There is a simple formula called the “Rule of 72” you can use to calculate how fast your money will grow. You just take the interest rate you are earning, and divide it into 72. That’s how long it will take for your money to double. For example, 6 x 12 is 72. At 6% your money would double in 12 years. At 12%, your money would double in six years.
How can time affect my savings decisions?
You may not need the money you are saving for retirement for a very long time. You may need the money you save to buy a car, or a house next year. So before you invest, you need to think about when you may need the money. The next two questions in this FAQ will give you some examples of short-term and longer-term investments.
Click here to learn more about different kinds of investments. A financial plan will help you decide on your goals and what kinds of investments to make for the short term and the long term.
Where can I put savings for the short-term?
A savings account may be a good way to save for a vacation, or a new stereo you plan to pay for three months from now. It is also a good idea to have some savings that you can get right away, in case you ever need money fast. And for things you may need a year or two from now, consider Guaranteed Investment Certificates (GICs). Sometimes GICs pay higher interest than a savings account.
Where can I invest money I don’t need soon?
If you don’t need your money or a few years, you have many investment choices. For instance, to avoid losing money, you may look at buying some type of bonds or Canada Savings Bonds. If you are comfortable with more risk, you may want to invest in the stock market. Many people put some of their long-term savings in mutual funds, Exchange Traded Funds (ETFs), or stocks.
Just remember: there may be fees or other costs if you take money out of mutual funds, savings bonds, and other investments. So it is always wise to have some savings you can easily get if you need money right away.
How can savings plans help me save money?
The most important thing about saving is to have a plan and stick to it. Money grows over time, so it is important to start early and save regularly. But many people find it hard to save every week or every month. That’s where a savings plan can help.

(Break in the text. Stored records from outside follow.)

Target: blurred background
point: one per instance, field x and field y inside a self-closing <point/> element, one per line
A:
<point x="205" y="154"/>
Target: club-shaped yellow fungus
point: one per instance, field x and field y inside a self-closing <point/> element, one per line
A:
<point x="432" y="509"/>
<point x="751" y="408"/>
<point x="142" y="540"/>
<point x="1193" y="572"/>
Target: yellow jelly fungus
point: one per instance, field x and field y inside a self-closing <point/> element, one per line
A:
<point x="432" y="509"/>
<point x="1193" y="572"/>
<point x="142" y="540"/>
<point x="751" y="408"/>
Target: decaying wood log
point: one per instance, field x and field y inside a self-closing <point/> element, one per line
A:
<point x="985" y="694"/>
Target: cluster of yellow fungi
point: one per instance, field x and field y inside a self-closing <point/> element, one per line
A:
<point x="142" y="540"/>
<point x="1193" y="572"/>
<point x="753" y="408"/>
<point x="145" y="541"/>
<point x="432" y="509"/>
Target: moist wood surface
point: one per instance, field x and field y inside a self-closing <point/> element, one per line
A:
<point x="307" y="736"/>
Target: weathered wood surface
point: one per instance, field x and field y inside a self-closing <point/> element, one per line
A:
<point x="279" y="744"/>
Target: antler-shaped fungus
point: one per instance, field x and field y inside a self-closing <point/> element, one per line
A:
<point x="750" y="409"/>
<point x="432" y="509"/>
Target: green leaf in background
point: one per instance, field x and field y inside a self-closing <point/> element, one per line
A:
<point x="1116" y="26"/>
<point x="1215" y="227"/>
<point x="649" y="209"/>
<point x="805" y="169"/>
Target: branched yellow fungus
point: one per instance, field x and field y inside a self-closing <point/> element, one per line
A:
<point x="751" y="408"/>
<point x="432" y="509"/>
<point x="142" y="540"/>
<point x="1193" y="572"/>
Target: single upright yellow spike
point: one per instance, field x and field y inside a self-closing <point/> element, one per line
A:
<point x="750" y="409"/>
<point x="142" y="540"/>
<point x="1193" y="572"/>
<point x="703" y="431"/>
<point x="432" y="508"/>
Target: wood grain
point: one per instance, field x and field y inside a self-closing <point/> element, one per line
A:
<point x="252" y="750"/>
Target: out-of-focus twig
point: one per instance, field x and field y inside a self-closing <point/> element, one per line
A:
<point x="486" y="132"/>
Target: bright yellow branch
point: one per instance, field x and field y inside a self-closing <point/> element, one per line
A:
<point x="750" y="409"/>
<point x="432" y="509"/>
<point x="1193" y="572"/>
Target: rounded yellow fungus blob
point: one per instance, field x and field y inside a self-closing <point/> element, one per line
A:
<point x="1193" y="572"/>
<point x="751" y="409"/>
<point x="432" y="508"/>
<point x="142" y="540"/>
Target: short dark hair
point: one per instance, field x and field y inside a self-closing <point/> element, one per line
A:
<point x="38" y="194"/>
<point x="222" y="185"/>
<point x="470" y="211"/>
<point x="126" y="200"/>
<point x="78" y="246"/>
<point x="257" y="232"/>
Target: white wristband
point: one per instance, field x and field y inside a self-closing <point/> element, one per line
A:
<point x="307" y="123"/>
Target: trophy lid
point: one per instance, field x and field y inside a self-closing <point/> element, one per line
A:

A savings plan makes your savings “automatic.” That way, you are saving every month without having to think about it and without having to do anything. For example:
  • Your employer may offer a savings plan at work. You can arrange to take money from your pay and put it into investments — before you can spend it.
  • Your bank or other financial institution may also set up a plan for you. It will automatically take money out of your bank account every month and invest it for you.
If you think a savings plan is right for you, ask your employer or your financial institution about what kinds of plans they may have to offer.